Continua la battaglia dei genitori di Giulio Regeni che, da tempo, chiedono giustizia e verità. “Nel corso della sua visita in Egitto, il Papa affronti la vicenda di Giulio”, questo l’appello di mamma e papà del ricercatore italiano morto in circostanze misteriose a Il Cairo. Giulio aveva scoperto qualcosa? Perché e soprattutto chi lo ha ucciso? “In questi 14 mesi abbiamo avuto conferme di cose che sapevamo e di altre che potevamo intuire, abbiamo i nomi di tutti” ha dichiarato il legale della famiglia secondo cui sarebbero coinvolti anche “amici egiziani di Giulio”.

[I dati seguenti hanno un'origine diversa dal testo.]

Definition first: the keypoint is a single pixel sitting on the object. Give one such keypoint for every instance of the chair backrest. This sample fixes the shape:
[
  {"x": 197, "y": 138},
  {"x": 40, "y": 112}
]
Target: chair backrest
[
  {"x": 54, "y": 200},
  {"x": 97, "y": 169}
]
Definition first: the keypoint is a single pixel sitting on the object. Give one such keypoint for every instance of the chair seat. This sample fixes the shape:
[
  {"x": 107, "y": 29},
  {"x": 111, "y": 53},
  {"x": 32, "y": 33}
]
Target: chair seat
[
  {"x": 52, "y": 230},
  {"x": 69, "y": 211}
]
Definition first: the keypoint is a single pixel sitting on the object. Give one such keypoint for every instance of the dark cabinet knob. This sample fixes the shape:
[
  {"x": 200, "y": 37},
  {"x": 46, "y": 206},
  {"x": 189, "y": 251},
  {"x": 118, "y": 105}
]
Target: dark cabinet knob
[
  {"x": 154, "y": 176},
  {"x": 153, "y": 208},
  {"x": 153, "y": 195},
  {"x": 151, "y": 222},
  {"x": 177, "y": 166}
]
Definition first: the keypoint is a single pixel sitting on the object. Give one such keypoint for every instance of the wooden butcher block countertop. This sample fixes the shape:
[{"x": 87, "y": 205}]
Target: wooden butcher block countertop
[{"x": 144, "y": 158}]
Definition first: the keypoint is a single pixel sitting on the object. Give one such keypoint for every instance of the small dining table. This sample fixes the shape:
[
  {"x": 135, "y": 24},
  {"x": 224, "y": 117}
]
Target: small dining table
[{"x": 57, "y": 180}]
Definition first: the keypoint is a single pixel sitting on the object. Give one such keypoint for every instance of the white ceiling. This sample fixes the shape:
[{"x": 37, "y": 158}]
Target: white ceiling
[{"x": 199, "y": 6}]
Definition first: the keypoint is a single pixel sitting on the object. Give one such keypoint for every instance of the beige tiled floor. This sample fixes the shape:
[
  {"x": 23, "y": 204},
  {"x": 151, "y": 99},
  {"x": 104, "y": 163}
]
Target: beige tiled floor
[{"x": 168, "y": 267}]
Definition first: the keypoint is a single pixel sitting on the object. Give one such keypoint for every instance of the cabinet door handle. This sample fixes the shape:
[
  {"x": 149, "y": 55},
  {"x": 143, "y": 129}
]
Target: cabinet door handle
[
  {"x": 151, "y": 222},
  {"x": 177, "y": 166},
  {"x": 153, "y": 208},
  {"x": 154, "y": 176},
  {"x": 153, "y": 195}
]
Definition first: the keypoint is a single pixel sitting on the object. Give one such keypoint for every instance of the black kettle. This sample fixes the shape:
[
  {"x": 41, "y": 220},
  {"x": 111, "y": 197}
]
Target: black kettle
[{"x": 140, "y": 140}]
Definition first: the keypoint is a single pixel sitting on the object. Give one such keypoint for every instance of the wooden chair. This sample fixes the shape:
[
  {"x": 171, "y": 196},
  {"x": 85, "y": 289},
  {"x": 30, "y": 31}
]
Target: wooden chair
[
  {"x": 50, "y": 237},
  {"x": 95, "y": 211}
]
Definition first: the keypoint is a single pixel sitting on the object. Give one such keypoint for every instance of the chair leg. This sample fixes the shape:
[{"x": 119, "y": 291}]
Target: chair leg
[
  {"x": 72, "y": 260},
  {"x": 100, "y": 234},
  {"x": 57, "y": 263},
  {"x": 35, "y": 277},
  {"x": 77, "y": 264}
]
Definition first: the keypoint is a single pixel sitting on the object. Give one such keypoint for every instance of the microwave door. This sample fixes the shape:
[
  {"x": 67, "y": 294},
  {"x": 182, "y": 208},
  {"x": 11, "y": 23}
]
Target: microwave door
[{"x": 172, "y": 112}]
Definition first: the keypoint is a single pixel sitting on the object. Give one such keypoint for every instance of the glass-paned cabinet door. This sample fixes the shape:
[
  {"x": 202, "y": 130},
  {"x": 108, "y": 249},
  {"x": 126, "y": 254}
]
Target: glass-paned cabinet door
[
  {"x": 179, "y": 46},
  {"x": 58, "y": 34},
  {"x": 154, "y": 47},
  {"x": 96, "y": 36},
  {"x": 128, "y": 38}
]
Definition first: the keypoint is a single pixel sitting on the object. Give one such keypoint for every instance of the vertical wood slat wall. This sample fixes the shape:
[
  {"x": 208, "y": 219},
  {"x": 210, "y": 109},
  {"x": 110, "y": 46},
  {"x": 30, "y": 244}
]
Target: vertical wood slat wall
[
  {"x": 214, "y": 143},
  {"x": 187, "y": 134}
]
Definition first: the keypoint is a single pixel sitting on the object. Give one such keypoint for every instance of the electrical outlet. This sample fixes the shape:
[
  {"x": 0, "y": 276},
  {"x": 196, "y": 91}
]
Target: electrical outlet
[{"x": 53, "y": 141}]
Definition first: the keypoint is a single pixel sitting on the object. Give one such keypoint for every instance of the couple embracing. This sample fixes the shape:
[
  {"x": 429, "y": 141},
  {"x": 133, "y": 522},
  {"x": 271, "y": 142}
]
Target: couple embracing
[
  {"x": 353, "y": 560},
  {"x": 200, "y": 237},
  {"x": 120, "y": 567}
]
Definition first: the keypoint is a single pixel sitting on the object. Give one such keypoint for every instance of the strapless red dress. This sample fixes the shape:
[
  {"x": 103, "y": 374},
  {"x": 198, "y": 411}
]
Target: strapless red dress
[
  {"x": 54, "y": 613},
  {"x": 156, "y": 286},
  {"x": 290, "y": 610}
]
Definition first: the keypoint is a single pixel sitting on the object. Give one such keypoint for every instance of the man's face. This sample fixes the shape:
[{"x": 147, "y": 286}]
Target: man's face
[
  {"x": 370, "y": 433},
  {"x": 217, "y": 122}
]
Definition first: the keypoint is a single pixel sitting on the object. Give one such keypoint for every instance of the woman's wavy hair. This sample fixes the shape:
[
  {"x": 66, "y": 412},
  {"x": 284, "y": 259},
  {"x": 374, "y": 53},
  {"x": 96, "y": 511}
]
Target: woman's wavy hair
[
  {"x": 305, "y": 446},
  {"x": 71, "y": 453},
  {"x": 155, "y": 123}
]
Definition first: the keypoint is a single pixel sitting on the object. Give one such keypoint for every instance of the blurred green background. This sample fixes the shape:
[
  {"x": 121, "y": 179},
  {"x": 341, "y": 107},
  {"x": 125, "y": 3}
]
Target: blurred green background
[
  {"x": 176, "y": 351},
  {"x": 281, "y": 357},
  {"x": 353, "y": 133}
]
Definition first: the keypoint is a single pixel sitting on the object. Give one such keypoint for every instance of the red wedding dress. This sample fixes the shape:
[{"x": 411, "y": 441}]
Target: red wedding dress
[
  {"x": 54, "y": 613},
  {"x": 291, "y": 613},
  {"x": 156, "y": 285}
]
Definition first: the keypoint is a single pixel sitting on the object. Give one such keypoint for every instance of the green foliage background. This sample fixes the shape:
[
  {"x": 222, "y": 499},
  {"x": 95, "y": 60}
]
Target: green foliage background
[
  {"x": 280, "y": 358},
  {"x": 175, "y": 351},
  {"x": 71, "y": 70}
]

Giulio Regeni, per la famiglia 14 mesi di dolore

“Per avere verità su Giulio bisogna agire, non bastano i proclami e dire solo ‘Verità per Giulio Regeni’. Bisogna agire” hanno tuonato. “Per noi sono stati 14 mesi surreali pieni di dolore, che ci hanno obbligato a non abbassare mai la guardia” e nel corso dei quali non hanno mai ricevuto risposte esaustive dal governo egiziano. “Esigiamo la verità, abbiamo diritto alla verità per la nostra dignità ma anche per poter guardare a testa alta negli occhi i tanti giovani che in questi mesi ci hanno scritto e ci sono stati vicino” ha aggiunto la madre di Giulio Regeni. Adesso “servono azioni da parte delle istituzioni italiane ed europee”. La richiesta è quella di “non rinviare a Il Cairo il nostro ambasciatore” e che “il nostro esempio venga seguito da altri Paesi europei e non solo”.